Prévue dans le conducteur, la prise de parole traditionnelle de la CGT-Spectacle n’a pas eu lieu lors de la Cérémonie des Molières sur France 2 aux Folies Bergère. Les organisateurs expliquent que la « CGT est entrée en contact trop tard pour pouvoir la préparer ». Dans un communiqué la CGT parle de « mépris ».
Dans son message, la CGT avait prévu d’interpeller la ministre de la Culture, Catherine Pégard, « sur la modification des critères d’aide à l’emploi dans les salles de petites jauges dont les critères ont été modifiés lors d’un décret paru le 30 décembre dernier diminuant de moitié le budget cette aide qui était déjà largement insuffisant pour couvrir tous les besoins. » Mais aussi d’évoquer la situation écononique du seccteur, et notamment la baisse de 5% des crédits pour la création.

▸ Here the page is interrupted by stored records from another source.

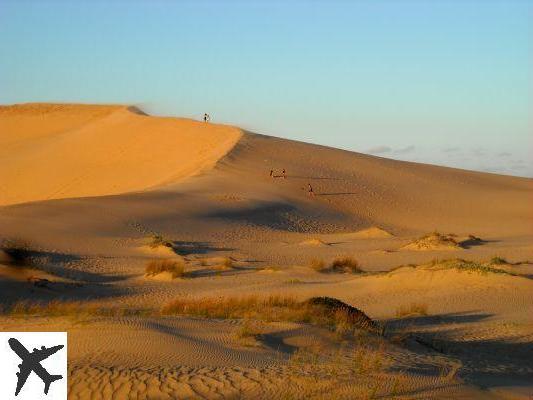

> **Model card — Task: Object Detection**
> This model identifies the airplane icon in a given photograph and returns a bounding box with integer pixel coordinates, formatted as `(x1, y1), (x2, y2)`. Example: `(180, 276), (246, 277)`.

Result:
(8, 338), (64, 396)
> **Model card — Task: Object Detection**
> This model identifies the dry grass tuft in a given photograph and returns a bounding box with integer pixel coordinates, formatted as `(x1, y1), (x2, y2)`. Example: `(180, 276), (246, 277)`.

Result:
(330, 257), (364, 274)
(396, 303), (428, 318)
(490, 256), (509, 265)
(220, 257), (235, 269)
(150, 234), (172, 249)
(161, 295), (378, 332)
(309, 258), (328, 272)
(145, 260), (186, 278)
(0, 300), (152, 317)
(0, 239), (32, 266)
(430, 258), (514, 275)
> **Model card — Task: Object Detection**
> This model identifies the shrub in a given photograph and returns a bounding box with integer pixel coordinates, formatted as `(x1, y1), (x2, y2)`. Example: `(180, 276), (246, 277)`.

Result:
(145, 260), (185, 278)
(309, 258), (328, 272)
(222, 257), (235, 269)
(490, 256), (509, 265)
(309, 257), (364, 274)
(396, 303), (428, 318)
(331, 257), (363, 274)
(0, 240), (32, 265)
(150, 234), (172, 248)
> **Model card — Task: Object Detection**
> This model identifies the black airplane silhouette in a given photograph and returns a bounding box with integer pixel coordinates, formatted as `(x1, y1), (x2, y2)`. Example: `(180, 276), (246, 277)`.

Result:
(8, 338), (64, 396)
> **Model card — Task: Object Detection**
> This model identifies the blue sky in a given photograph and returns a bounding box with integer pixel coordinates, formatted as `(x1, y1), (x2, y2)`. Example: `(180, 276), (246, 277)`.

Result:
(0, 0), (533, 176)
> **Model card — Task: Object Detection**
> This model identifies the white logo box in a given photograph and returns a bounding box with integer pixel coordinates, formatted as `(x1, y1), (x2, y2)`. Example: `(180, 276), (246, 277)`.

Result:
(0, 332), (67, 400)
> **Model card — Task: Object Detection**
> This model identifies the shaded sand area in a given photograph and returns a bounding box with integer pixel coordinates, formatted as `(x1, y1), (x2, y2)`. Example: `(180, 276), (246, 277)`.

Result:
(0, 104), (533, 399)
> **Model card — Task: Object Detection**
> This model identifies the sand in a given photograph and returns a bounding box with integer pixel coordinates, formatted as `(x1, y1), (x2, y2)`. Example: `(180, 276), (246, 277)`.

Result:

La « conduite est déjà saturée » a répondu la direction des Molières à la CGT. Interrogé par sceneweb elle a affirmé que « d’autres artistes non syndiqués ont prévu de prendre la parole pour évoquer la situation du spectacle vivant. » C’est qu’a fait en fin de cérémonie, Anne Bouvier, présidente du conseil d’administration de l’ADAMI (Société civile pour l’administration des droits des artistes et musiciens interprètes) qui a interpellé Catherine Pégard en lui rappelant que « le revenu moyen d’un artiste est de 590e par mois« , et d’ajouter que le spectacle vivant génére par an, 100 milliards d’euros de Chiffre d’Affaire.